Sundays were always a special day in my family. My mom, dad, brother, and I usually went to church first thing in the morning, and then came home to enjoy a homemade breakfast together. My dad always made breakfast on the weekends...on any given day we could choose from an egg scramble, waffles, pancakes, or French toast. They were all wonderfully good.

After breakfast, my mom usually read the newspaper and began the household to-do list, while my dad and brother ventured to the garage to work on their latest project, or just to tinker around. During the summer months, my dad spent hours working in the yard. I liked to help out by mowing the grass on the riding mower. In my twelve-year-old mind I imagined I was driving a real car on a real street and sang along to whatever song was stuck in my head that day. When I wasn’t mowing, I would spend time in the house with my mom with no real purpose…sometimes I’d help with chores and other times I’d simply find something to pass the time. There would be music on in the background and, whether they were the latest radio hits or Jim Brickman CDs, they were songs that slowly shaped my memories of those relaxing Sunday afternoons. And nearly every Sunday, I’d count the hours until it was time to go to grandma’s house for dinner.

Since becoming a military wife, Sundays have changed dramatically. When I first got married, it was difficult to accept that we would just be staying home on Sunday evenings. There was no one to visit for dinner and no one to entertain at our place. Slowly but surely, I got used to the new, much quieter Sundays and have come to enjoy the simple family time my husband and I have with our own kids.

But as military life goes, my husband is not always home on Sundays. In fact, in his current position he often leaves for trips on Sunday mornings.
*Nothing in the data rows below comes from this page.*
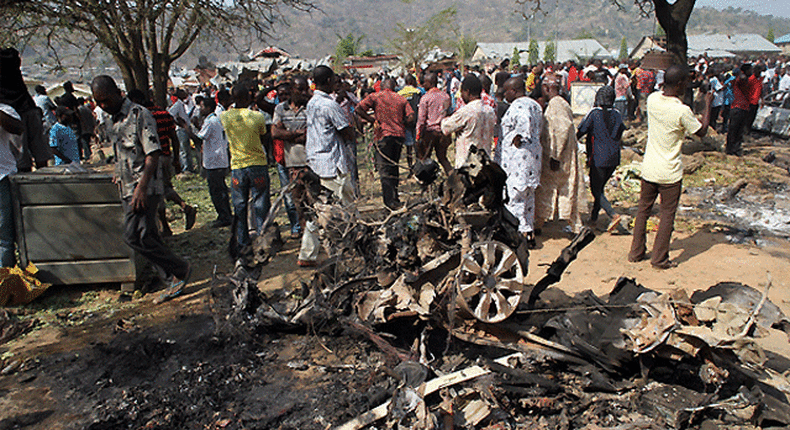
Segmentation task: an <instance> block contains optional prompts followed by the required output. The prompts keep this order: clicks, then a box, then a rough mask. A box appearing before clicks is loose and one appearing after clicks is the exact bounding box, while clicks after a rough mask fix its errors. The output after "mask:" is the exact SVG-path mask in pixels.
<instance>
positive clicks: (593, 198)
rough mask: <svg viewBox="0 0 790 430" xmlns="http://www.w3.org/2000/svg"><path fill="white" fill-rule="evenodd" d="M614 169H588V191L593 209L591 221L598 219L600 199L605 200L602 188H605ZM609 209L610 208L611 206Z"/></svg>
mask: <svg viewBox="0 0 790 430" xmlns="http://www.w3.org/2000/svg"><path fill="white" fill-rule="evenodd" d="M615 169H616V167H595V166H591V167H590V191H591V192H592V195H593V209H592V211H591V212H590V220H591V221H596V220H597V219H598V212H600V211H601V198H605V197H603V190H604V187H606V183H607V182H608V181H609V178H611V177H612V174H613V173H614V170H615ZM609 208H611V205H610V206H609ZM609 208H607V209H609Z"/></svg>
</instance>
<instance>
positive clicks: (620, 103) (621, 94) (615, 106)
mask: <svg viewBox="0 0 790 430" xmlns="http://www.w3.org/2000/svg"><path fill="white" fill-rule="evenodd" d="M630 85H631V77H630V76H628V65H626V64H621V65H620V67H619V68H618V70H617V76H615V78H614V97H615V98H614V108H615V109H617V111H618V112H620V116H621V117H623V118H625V115H626V113H627V110H628V89H629V88H630Z"/></svg>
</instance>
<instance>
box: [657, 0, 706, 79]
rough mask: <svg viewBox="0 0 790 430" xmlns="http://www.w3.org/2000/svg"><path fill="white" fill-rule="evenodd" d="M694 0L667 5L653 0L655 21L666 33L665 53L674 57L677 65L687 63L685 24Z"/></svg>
mask: <svg viewBox="0 0 790 430" xmlns="http://www.w3.org/2000/svg"><path fill="white" fill-rule="evenodd" d="M695 3H696V0H677V1H676V2H675V3H673V4H669V2H668V1H667V0H653V4H654V5H655V7H656V19H658V23H659V24H661V27H662V28H663V29H664V31H666V33H667V52H669V53H671V54H673V55H675V59H676V61H677V63H678V64H686V63H687V62H688V41H687V39H686V24H688V20H689V17H690V16H691V11H692V10H694V4H695Z"/></svg>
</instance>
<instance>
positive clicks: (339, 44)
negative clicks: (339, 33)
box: [335, 33, 365, 61]
mask: <svg viewBox="0 0 790 430" xmlns="http://www.w3.org/2000/svg"><path fill="white" fill-rule="evenodd" d="M364 38H365V35H364V34H363V35H361V36H354V33H348V34H347V35H345V36H341V35H339V34H338V35H337V46H336V47H335V58H336V59H340V60H341V61H342V60H345V59H346V58H348V57H352V56H355V55H359V53H360V50H361V48H362V39H364Z"/></svg>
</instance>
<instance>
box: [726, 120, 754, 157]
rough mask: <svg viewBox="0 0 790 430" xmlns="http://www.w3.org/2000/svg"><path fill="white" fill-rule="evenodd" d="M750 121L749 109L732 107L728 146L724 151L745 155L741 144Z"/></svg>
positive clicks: (728, 134) (728, 140) (730, 154)
mask: <svg viewBox="0 0 790 430" xmlns="http://www.w3.org/2000/svg"><path fill="white" fill-rule="evenodd" d="M748 121H749V111H748V110H745V109H739V108H732V109H730V125H729V127H728V129H727V147H726V148H725V150H724V152H726V153H727V154H729V155H738V156H740V155H743V150H742V149H741V144H742V143H743V132H744V131H745V130H746V126H747V124H748Z"/></svg>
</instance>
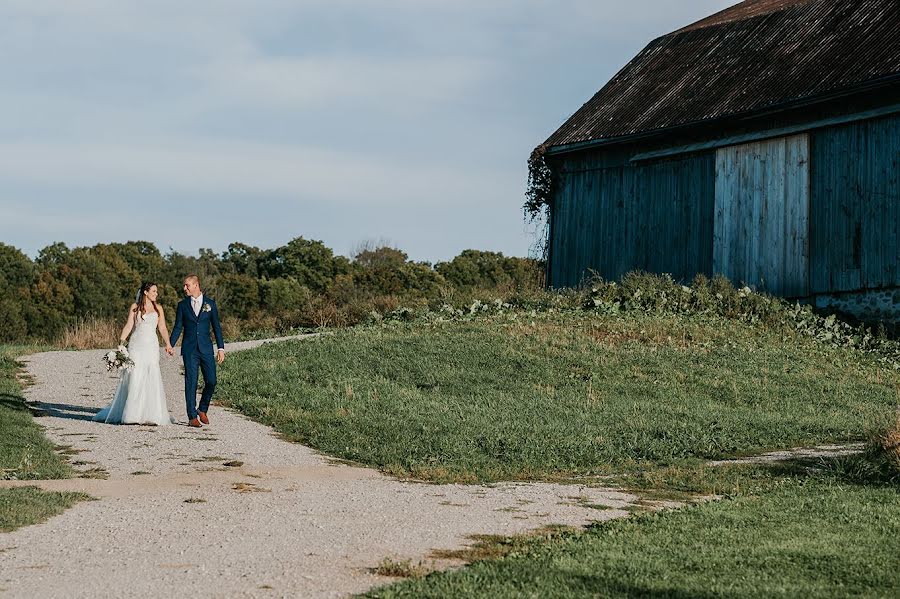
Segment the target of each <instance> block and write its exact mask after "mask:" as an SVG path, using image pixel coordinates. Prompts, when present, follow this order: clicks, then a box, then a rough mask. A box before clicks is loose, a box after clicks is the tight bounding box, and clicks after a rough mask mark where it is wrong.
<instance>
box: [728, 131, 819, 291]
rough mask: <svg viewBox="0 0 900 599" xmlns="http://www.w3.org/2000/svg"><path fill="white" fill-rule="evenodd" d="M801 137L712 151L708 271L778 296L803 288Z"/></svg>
mask: <svg viewBox="0 0 900 599" xmlns="http://www.w3.org/2000/svg"><path fill="white" fill-rule="evenodd" d="M808 216H809V137H808V135H806V134H802V135H792V136H789V137H777V138H774V139H769V140H765V141H756V142H752V143H748V144H741V145H735V146H729V147H726V148H721V149H720V150H718V151H717V152H716V208H715V226H714V236H713V272H714V273H716V274H723V275H725V276H726V277H728V278H729V279H731V280H732V281H734V282H735V283H736V284H747V285H750V286H751V287H754V288H755V289H758V290H760V291H766V292H768V293H772V294H775V295H781V296H785V297H806V296H808V295H809V238H808V230H809V223H808Z"/></svg>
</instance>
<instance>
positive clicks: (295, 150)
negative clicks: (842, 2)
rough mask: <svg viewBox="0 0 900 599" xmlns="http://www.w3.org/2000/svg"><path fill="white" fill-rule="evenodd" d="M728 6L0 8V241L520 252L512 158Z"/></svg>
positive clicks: (217, 0) (47, 5)
mask: <svg viewBox="0 0 900 599" xmlns="http://www.w3.org/2000/svg"><path fill="white" fill-rule="evenodd" d="M735 1H736V0H687V1H685V0H631V1H629V2H621V1H616V2H612V1H608V0H493V1H487V2H485V1H475V0H453V1H450V0H442V1H429V0H378V1H376V0H353V1H350V0H193V1H191V2H184V1H183V0H180V1H178V2H175V1H173V0H154V1H153V2H146V1H143V0H78V1H77V2H73V1H72V0H4V2H3V3H2V4H0V114H2V115H3V116H2V118H0V242H3V243H6V244H10V245H13V246H15V247H18V248H19V249H21V250H22V251H24V252H25V253H26V254H29V255H30V256H32V257H34V256H36V255H37V253H38V252H39V250H40V249H41V248H43V247H45V246H47V245H50V244H52V243H54V242H58V241H61V242H64V243H66V244H67V245H69V247H76V246H83V245H94V244H96V243H108V242H123V241H128V240H145V241H150V242H153V243H155V244H156V245H157V247H159V248H160V250H161V251H163V252H164V253H166V252H168V251H170V250H174V251H178V252H181V253H185V254H192V255H196V253H197V251H198V249H199V248H211V249H212V250H214V251H216V252H221V251H223V250H225V249H226V248H227V246H228V244H229V243H231V242H236V241H237V242H242V243H246V244H250V245H256V246H259V247H262V248H274V247H278V246H280V245H283V244H285V243H287V242H288V241H289V240H291V239H293V238H295V237H300V236H302V237H305V238H307V239H317V240H321V241H322V242H324V243H325V244H326V245H327V246H329V247H331V248H333V249H334V250H335V252H336V253H338V254H343V255H347V256H350V255H352V254H353V252H354V251H355V250H357V249H358V248H360V247H361V246H362V245H363V244H366V243H368V244H373V243H374V244H376V245H377V244H387V245H391V246H393V247H397V248H400V249H402V250H404V251H405V252H406V253H407V254H408V255H409V256H410V258H412V259H415V260H426V261H430V262H435V261H439V260H446V259H450V258H452V257H453V256H455V255H457V254H459V252H461V251H462V250H464V249H468V248H473V249H480V250H491V251H500V252H503V253H504V254H506V255H513V256H524V255H527V254H528V252H529V249H530V248H531V247H532V246H533V245H534V243H535V241H536V239H537V232H536V231H535V227H534V226H529V225H528V224H527V223H526V221H525V219H524V216H523V212H522V204H523V202H524V199H525V198H524V192H525V184H526V180H527V168H526V160H527V158H528V155H529V153H530V152H531V150H532V149H533V148H534V147H535V146H537V145H538V144H540V143H541V142H542V141H544V139H546V138H547V137H548V136H549V135H550V134H551V133H553V132H554V131H555V130H556V129H557V128H558V127H559V126H560V125H561V124H562V123H563V122H565V120H566V119H567V118H568V117H569V116H570V115H571V114H572V113H574V112H575V111H576V110H577V109H578V108H579V107H581V105H582V104H583V103H584V102H586V101H587V100H588V99H589V98H590V97H591V96H592V95H593V94H594V93H595V92H596V91H597V90H599V89H600V88H601V87H602V86H603V85H604V84H605V83H606V82H607V81H608V80H609V79H610V78H611V77H612V76H613V75H614V74H615V73H616V72H617V71H618V70H619V69H620V68H622V67H623V66H624V65H625V64H626V63H627V62H628V61H629V60H630V59H631V58H633V57H634V55H635V54H637V53H638V52H639V51H640V50H641V48H643V47H644V46H645V45H646V44H647V43H648V42H650V41H651V40H652V39H654V38H655V37H658V36H660V35H663V34H665V33H668V32H670V31H673V30H675V29H678V28H680V27H682V26H684V25H686V24H688V23H691V22H693V21H696V20H698V19H700V18H702V17H704V16H706V15H709V14H712V13H713V12H716V11H718V10H721V9H723V8H725V7H727V6H729V5H731V4H734V3H735Z"/></svg>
Over the course of three deployments, multiple training courses, and a billet that takes him on shorter but more frequent trips, Sundays often end up just me and the kids. I’ve tried to take them to church myself, but that doesn’t work out too well and I end up feeling frustrated rather than closer to God.  Many times I make a nice breakfast, but I usually can’t get anyone to sit down for longer than it takes to eat one bite and the idea of a family breakfast goes out the window. I try to think of fun things to do to enjoy the weekend, but those things usually only pass an hour or so. Sometimes I try to see if friends could come over for a visit, but they are usually busy with their own families. I get a creative itch to try a new recipe for dinner, but when I remember I am cooking for two kids as opposed to adults, I realize that the effort would probably cause more frustration than joy. And after a day’s worth of kid speak and mediating sibling rivalry, I wish I had someone with whom I could enjoy a glass of wine and some adult conversation.

It is on those days that I long for the old Sundays when I had somewhere to go and people to see. It is those days when I feel a loneliness inside that makes me wish we lived closer to family. It is those days when I realize that out of all the things I’ve adjusted to in military life, the lonely Sundays are one thing I will never get used to.